To achieve equal access to justice for all, it is important to understand the variety of justice actors and mechanisms that exist and are used by individuals, including in dispute resolution outside formal courts. In this context, the International Development Law Organization (IDLO) and the Albert Hirschman Centre on Democracy convened on 17 October an Expert Roundtable to gain deeper reflection on access to justice through customary and informal systems. Building on the global consultation launched and promoted by IDLO, the discussion focused on how to address tensions with human rights imperatives, and on how to identify and promote culturally appropriate, sustainable and effective paths for policy development.
Several key organisations participated in the roundtable, including representatives from the International Commission of Jurists, Amnesty International, OHCHR (Office of the Special Rapporteur on Freedom of Religion or Belief and Office of the Special Rapporteur on indigenous peoples), Geneva Centre for Security Sector Governance (DCAF) as well as experts from the IDLO and researchers from the Graduate Institute.

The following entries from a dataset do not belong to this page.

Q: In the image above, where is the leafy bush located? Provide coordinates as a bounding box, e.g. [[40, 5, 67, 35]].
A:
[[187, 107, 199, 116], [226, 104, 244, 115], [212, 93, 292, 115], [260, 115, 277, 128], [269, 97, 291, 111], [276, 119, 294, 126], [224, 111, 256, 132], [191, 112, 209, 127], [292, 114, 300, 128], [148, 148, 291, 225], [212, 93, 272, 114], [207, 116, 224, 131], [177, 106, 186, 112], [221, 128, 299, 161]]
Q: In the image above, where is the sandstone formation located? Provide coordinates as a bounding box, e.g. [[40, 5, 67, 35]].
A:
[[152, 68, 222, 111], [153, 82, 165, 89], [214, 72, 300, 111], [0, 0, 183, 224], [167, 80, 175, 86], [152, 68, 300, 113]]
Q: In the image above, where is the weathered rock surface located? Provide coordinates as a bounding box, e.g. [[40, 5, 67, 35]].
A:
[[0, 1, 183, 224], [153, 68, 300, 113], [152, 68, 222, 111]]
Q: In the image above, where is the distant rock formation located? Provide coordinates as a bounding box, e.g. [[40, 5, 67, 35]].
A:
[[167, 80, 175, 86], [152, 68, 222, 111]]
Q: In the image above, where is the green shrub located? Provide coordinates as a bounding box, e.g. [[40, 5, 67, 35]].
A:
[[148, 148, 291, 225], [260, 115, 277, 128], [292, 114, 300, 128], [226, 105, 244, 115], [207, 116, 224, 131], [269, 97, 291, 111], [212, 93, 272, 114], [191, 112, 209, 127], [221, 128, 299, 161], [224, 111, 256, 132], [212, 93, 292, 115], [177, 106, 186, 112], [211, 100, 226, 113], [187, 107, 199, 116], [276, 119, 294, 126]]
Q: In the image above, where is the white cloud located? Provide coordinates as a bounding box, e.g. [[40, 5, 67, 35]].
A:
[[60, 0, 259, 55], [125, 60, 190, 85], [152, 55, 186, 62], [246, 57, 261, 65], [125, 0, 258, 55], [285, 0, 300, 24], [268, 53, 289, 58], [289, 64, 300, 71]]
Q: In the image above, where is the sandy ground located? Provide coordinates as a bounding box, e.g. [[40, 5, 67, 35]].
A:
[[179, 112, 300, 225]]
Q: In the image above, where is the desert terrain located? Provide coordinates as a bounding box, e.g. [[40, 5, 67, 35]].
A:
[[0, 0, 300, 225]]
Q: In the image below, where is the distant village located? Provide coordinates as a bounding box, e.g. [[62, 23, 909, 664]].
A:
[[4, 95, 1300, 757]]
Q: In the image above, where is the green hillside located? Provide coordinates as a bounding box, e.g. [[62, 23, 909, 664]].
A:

IDLO and the Albert Hirschman Centre on Democracy then co-hosted a public panel discussion entitled “Customary and Informal Justice Systems: Navigating Complex Pathways to Justice for all”. The event was moderated by Ms. Irene Khan, Director-General, International Development Law Organization (IDLO) and involved four panellists: Professor Patricia Mbote, Professor of Law at the University of Nairobi and Advocate at the High Court of Kenya, Mr. Rochus Pronk, Counsellor at the Permanent Mission of the Netherlands in Geneva, Professor Shalini Randeria, Director of the Graduate Institute’s Albert Hirschman Centre on Democracy, and Ms. Mona Rishmawi, Chief, Rule of Law, Equality and Non-discrimination Branch Thematic Engagement, Special Procedures and Right to Development at the OHCHR.
Arguing that it is essential to understand the context in which informal and customary systems operate, panellists provided insights on the relationship between formal and customary and informal justice systems. They also reflected on the policy and practical challenges that are posed in relation to gender equality and human rights.